Is schizophrenia written in our genes? Can psychological therapies cure the sort of delusions seen in schizophrenia? In the future, would doctors test their patients’ genes before prescribing personalised treatments for mental health conditions?

These are some of the questions which will be explored in a free public talk by Oxford University scientists collaborating with the NHS to understand and improve the treatment of mental health problems.

Professors Elizabeth Tunbridge and Daniel Freeman will be discussing the latest developments in mental healthcare on Thursday 13th October at the Nuffield Orthopaedic Centre in Oxford. The event is free to attend, but booking at  is strongly advised.

The talk is jointly organised by Oxford Health NHS Foundation Trust and the NIHR Oxford Biomedical Research Centre.

Professor Daniel Freeman, a clinical consultant psychologist at Oxford Health NHS Foundation Trust and NIHR Research Professor at the Department of Oxford University Department of Psychiatry, has successfully used personalised psychological therapy, known as the Feeling Safe Programme, to treat serious delusions of persecution found in conditions such as schizophrenia.

“Persecutory delusions cause enormous distress,” says Professor Freeman. “Almost half of these patients also suffer from clinical depression, and their level of psychological wellbeing rank in the lowest 2% of the population.”

“This is hardly surprising, given the torment of thinking, for example, that your friends and family are out to get you, or that the government is plotting to do away with you.”

Patients with persecutory delusions are more likely to commit suicide or need admission to a psychiatric hospital.

However, there is as yet no fully effective treatment for the condition: medication does not work for all patients, and side-effects can be so severe that many people abandon the treatment.

The Feeling Safe programme of psychological therapy, which is funded by the UK Medical Research Council, identifies factors (such as low self-esteem, poor sleep and focussing only on events that confirm paranoid thoughts) that help maintain the persecutory delusion. Targeted psychological therapy first tackles the individual maintenance factors for each patient. Patients are then supported as they go back into situations they fear to find that things are different now.

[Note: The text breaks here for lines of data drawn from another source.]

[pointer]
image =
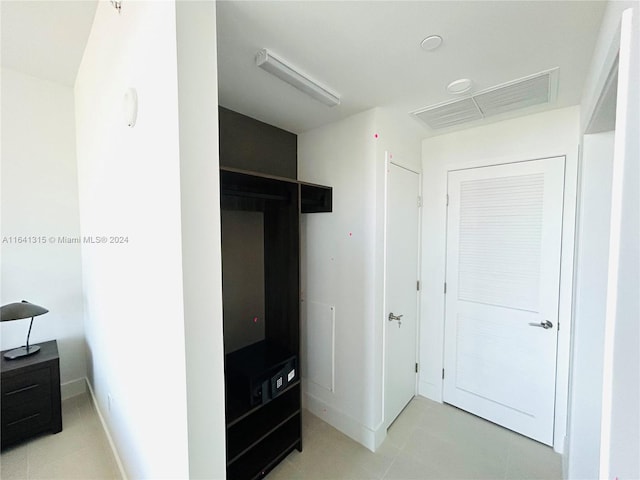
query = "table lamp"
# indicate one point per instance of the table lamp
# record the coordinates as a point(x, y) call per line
point(18, 311)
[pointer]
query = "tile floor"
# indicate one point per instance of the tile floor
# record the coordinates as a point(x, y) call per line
point(80, 451)
point(427, 441)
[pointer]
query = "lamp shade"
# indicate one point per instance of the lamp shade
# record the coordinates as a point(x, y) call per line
point(20, 310)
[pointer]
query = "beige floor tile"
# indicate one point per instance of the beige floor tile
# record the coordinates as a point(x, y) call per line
point(531, 460)
point(13, 464)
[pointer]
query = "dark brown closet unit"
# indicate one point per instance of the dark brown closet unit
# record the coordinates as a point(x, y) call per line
point(261, 201)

“The key aim of the Feeling Safe Programme is to relearn safety. When they do that, their threatening beliefs about the world begin to melt away,” says Professor Freeman.

Professor Elizabeth Tunbridge’s research also aims to find new and improved therapies, by understanding the role of genetics in illnesses such as schizophrenia.

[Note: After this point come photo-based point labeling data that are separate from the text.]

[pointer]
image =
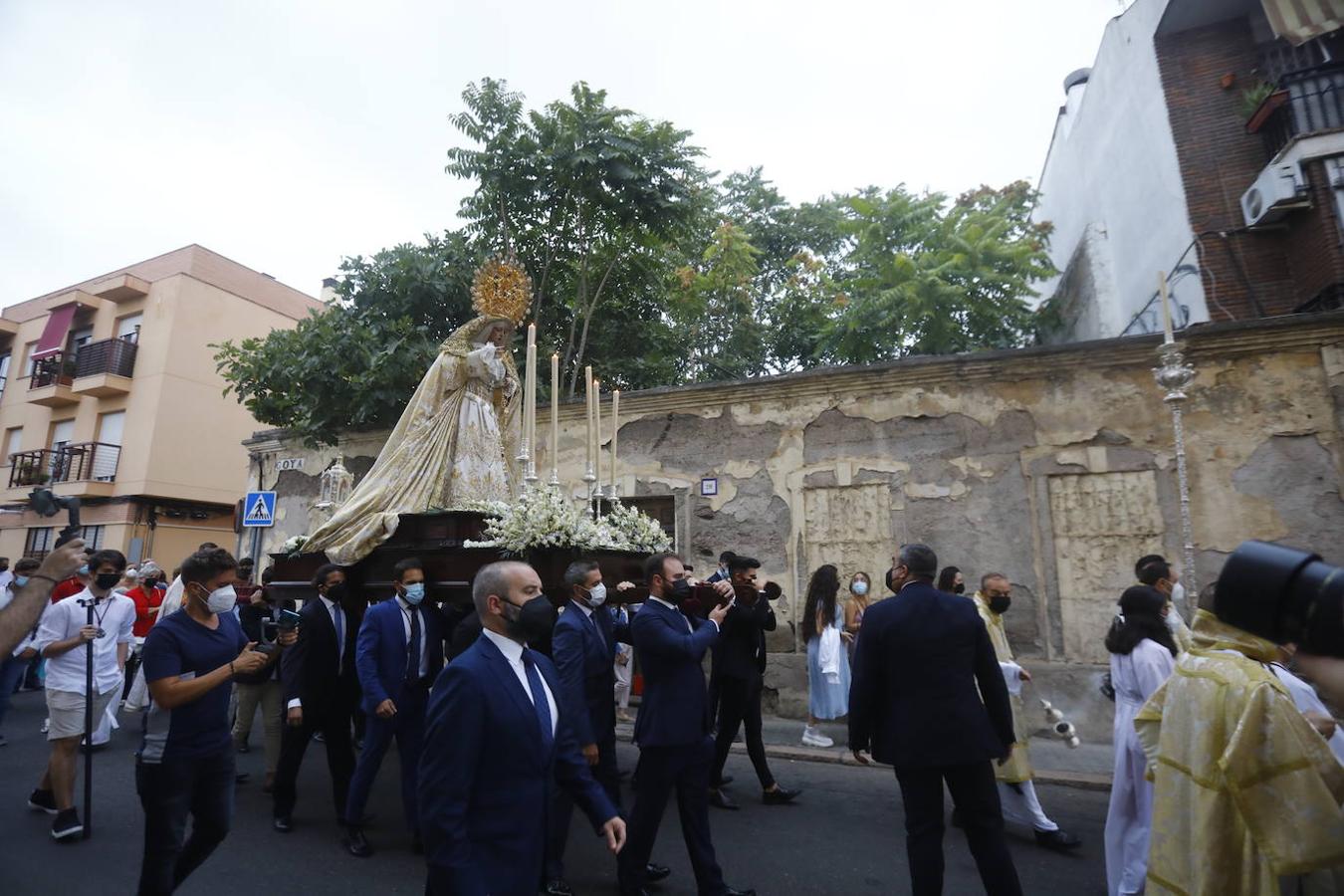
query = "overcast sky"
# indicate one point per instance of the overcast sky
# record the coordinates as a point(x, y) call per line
point(288, 134)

“I believe that understanding these links will help to explain why some people respond to treatments while others do not,” she said. “Ultimately, we hope that this will lead to new and improved therapies.”

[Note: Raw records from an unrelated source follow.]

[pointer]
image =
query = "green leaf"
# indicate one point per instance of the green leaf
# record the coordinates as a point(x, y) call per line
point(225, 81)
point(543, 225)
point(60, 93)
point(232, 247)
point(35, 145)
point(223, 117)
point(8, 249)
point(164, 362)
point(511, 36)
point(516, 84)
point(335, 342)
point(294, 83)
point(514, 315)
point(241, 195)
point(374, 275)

Professor Tunbridge, from the Oxford University Department of Psychiatry and the National Institute of Health Research (NIHR) Oxford Health Biomedical Research Centre (BRC), had shown that a person’s individual genetic make-up can determine whether they will respond to a drug that can improve memory. Memory and attention are affected in diseases such as schizophrenia.

“These results show that genetic factors can dramatically influence the response to a specific drug,” Professor Tunbridge says. “They suggest that in future, successful therapies may need to take a person’s individual genetic make-up into account.”

Her research is now investigating the brain mechanisms linking genetic factors with mental health conditions. “My long-term goal is to use this knowledge to improve the lives of patients with psychiatric disorders,” Professor Tunbridge says.

Both Daniel Freeman and Elizabeth Tunbridge are part of the new NIHR Oxford Health BRC, which has been awarded £12.8 million in funding to help translate latest discoveries into fundamentally new treatments for patients. Oxford Health NHS Foundation Trust and the University of Oxford are collaborating to establish this new BRC, one of only two across the country dedicated to mental health and dementia.